March 30 was National Doctor’s Day, and Hospitals all across our country – including my own – held celebrations in honor of the doctors who tirelessly work helping save the lives of their patients. And I must say that it is nice to be appreciated for the hard work that we do, even if it is once a year.

March 30, incidentally, was also the first day of the Passover holiday, and the coincidence could not be more fitting for the occasion.

As a Muslim, Passover has a very special meaning for me, even though I do not celebrate it as a religious holiday. That is because the Quran has several passages that speak of the Passover and the happy occasion of the freedom of the Hebrews from bondage in Egypt. Even though I am of Egyptian heritage, I am rooting wholeheartedly for the Hebrews in the Passover saga, for they – and their Prophet Moses – are my spiritual forebears.

The coincidence with Passover is also fitting because, just like Moses led the Hebrews out of bondage in Egypt, physicians also work to lead their patients out of the bondage of illness.

Furthermore, just like death passed over the Hebrews in Egypt, physicians work tirelessly to try to have death pass over their patients as well. At the time of Moses, it was sheeps’s blood on the door that made death pass over the Hebrews. Today, it is the medicines and technologies at our disposal that frequently make death pass over our patients as well.

Now, there are huge caveats here. First, I am not – even for one second – suggesting that I, as a physician, am like into a Prophet or even remotely akin to one. I am not worthy of the dust on Moses’ shoes. Second, no success that I enjoy as a physician comes without the help of God. It was neither the sheep’s blood back then nor is it modern medicine today that allowed death to pass over. It is only the power of God.

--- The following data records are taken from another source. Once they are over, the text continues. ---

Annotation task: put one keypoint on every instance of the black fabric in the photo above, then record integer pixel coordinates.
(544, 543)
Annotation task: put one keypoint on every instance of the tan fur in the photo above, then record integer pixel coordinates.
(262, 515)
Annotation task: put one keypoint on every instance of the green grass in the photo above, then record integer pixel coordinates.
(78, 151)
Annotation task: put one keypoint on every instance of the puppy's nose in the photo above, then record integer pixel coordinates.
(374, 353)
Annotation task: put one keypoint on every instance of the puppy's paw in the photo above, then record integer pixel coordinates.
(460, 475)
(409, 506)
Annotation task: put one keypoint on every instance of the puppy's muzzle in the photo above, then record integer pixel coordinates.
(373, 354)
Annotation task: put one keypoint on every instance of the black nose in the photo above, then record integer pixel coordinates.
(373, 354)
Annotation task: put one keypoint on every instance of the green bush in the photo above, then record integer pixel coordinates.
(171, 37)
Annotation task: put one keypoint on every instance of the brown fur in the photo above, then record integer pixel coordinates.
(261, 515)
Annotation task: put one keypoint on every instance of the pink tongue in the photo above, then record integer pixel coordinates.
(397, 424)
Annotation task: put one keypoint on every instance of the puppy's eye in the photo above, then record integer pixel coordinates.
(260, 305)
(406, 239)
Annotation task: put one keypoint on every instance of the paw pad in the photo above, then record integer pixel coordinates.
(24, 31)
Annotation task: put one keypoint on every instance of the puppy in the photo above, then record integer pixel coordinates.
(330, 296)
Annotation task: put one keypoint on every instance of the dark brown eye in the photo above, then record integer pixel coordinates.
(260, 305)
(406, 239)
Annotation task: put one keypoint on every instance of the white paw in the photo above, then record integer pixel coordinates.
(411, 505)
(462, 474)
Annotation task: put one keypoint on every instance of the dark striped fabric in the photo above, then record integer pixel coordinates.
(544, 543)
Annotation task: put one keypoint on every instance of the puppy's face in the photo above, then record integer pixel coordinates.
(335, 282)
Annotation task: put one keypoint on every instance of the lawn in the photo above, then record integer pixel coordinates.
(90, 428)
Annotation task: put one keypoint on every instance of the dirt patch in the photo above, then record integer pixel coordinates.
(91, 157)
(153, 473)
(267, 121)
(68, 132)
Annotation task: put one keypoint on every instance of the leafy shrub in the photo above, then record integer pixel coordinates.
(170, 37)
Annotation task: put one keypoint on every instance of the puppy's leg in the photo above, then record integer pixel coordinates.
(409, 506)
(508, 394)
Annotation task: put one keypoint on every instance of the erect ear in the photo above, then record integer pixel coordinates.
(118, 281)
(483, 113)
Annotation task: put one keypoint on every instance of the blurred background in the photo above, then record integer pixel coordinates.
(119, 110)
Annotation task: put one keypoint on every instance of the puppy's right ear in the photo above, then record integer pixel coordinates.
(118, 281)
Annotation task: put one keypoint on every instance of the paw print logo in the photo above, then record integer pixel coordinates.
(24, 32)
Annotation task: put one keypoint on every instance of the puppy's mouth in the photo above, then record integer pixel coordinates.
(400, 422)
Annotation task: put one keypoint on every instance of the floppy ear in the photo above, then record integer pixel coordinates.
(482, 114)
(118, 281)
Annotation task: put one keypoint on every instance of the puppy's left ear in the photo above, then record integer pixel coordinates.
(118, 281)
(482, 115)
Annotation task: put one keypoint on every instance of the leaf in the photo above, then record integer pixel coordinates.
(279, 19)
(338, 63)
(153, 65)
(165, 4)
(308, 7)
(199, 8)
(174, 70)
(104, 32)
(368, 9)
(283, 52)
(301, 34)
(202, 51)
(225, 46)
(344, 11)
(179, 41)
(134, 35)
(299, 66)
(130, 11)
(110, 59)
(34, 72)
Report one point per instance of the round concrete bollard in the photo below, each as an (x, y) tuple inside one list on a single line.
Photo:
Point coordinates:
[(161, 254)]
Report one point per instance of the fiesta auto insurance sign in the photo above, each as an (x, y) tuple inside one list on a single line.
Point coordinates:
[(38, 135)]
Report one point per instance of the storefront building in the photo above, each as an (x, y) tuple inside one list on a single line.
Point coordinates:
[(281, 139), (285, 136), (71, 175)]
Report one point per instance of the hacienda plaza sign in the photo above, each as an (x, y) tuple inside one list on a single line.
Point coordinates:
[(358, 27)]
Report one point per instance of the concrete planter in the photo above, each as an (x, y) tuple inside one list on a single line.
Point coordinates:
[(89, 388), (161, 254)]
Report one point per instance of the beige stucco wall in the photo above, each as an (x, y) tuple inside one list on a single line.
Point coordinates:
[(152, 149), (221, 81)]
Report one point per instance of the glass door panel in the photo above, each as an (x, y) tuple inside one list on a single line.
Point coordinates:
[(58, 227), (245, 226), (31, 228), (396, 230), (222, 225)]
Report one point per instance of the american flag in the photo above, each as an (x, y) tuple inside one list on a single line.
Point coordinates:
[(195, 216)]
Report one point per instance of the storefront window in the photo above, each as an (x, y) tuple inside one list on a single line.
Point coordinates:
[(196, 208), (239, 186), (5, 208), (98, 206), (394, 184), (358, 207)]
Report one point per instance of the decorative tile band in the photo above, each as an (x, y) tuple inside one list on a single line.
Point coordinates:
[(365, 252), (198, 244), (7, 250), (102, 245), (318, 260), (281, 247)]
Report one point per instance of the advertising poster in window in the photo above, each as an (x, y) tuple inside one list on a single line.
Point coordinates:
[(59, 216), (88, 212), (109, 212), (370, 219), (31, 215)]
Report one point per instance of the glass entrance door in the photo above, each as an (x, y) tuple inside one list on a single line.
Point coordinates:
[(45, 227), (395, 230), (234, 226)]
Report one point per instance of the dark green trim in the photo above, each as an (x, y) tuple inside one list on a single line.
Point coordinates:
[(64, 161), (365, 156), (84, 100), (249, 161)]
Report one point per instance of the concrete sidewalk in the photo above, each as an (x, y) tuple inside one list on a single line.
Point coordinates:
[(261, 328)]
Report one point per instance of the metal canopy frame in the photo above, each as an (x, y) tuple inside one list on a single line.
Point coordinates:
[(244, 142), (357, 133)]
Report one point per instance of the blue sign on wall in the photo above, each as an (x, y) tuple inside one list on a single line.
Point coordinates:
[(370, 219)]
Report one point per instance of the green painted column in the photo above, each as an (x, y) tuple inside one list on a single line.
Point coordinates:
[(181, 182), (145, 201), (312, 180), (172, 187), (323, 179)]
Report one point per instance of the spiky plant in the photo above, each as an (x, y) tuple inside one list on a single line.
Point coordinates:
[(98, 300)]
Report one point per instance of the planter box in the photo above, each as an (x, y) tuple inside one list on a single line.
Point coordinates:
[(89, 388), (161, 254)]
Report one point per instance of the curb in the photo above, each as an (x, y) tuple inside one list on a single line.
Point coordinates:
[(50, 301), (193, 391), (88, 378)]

At the same time, illness is enslaving, robbing its victims of the freedom to live without pain, without suffering, and without difficulty. Being given the chance to try and help people become free of that enslaving illness is the gift of a lifetime. And when we are successful, the joy is similar to that felt when the Hebrews were finally able to leave Egypt as free people.

Ever since I was a small child, being a doctor is all I have ever wanted to do. And the fact that I have been given this gift overwhelms me in awe. All I can do is two things: first, constantly thank God for His tremendous blessing, and second, work as hard as I can to be the best doctor I can be. It is the only way I can truly show gratitude for being able to give my patients the joy of their own personal Passover each and every day.